One can accept impermanence by appreciating its benefits: Suffering doesn’t last and the good times can be experienced more deeply.
So why meditate?
I hope these reasons motivate you to start meditating. But take solace in the fact that none of these reasons will matter once you begin.
Few consistently exercise because it reduces their risk of cancer. People consistently exercise because it feels good. You just feel better when you’re consistently exercising. The extrinsic benefits are the cherries on top.

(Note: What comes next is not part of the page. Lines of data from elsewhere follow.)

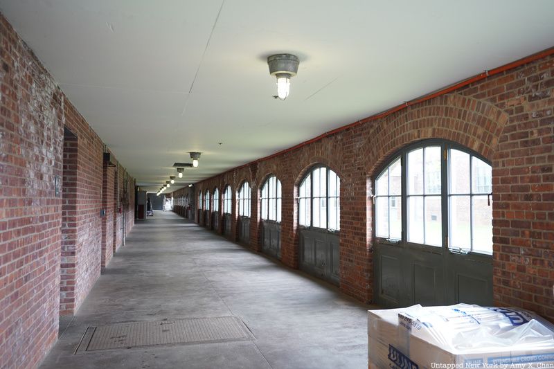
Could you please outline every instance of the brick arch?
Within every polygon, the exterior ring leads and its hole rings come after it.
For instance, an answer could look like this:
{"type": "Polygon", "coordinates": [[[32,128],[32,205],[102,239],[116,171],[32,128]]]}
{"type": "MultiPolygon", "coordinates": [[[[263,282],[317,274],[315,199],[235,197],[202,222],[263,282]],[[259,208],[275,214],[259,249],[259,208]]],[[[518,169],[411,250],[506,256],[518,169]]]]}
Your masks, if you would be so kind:
{"type": "Polygon", "coordinates": [[[451,93],[384,118],[370,132],[363,149],[370,177],[401,147],[427,138],[443,138],[465,146],[490,161],[508,116],[494,105],[451,93]]]}
{"type": "Polygon", "coordinates": [[[300,169],[295,170],[295,172],[298,173],[298,174],[296,174],[296,177],[294,179],[294,187],[298,187],[306,173],[312,169],[314,165],[318,164],[322,164],[329,168],[329,169],[337,173],[339,178],[342,177],[341,170],[341,166],[339,163],[335,163],[334,160],[328,160],[327,158],[323,156],[312,156],[310,159],[307,164],[304,164],[300,169]]]}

The same with meditation. When you’re consistently meditating, your mind feels free in a way it doesn’t when you’re not meditating. Bad times phase you less. Good times feel gooder. It’s as simple as that. All of the benefits above? Cherries on top.
How do I meditate?
My very opinionated take:
Start with Headspace or Calm. These apps provide structure & reduce barriers to consistent practice for beginners. As you start experiencing the benefits, you might get curious about the broader themes. At that point, switch to Waking Up. It’ll satiate that curiosity like nothing else. It’s what I currently use today.
Meditate as consistently as you can. There’s a huge difference in meditating every day versus twice a week. But don’t let that demotivate you. There’s an even bigger difference between twice a week and not at all.
Don’t judge the practice. When I first started open-eyed meditation and sound-based meditation, I was extremely skeptical. I’d been meditating on my breath for two years at that point and didn’t think anything else could work for me. Two more years have passed, and I view those other meditation types to be just as important and enjoyable as breathing-based meditation.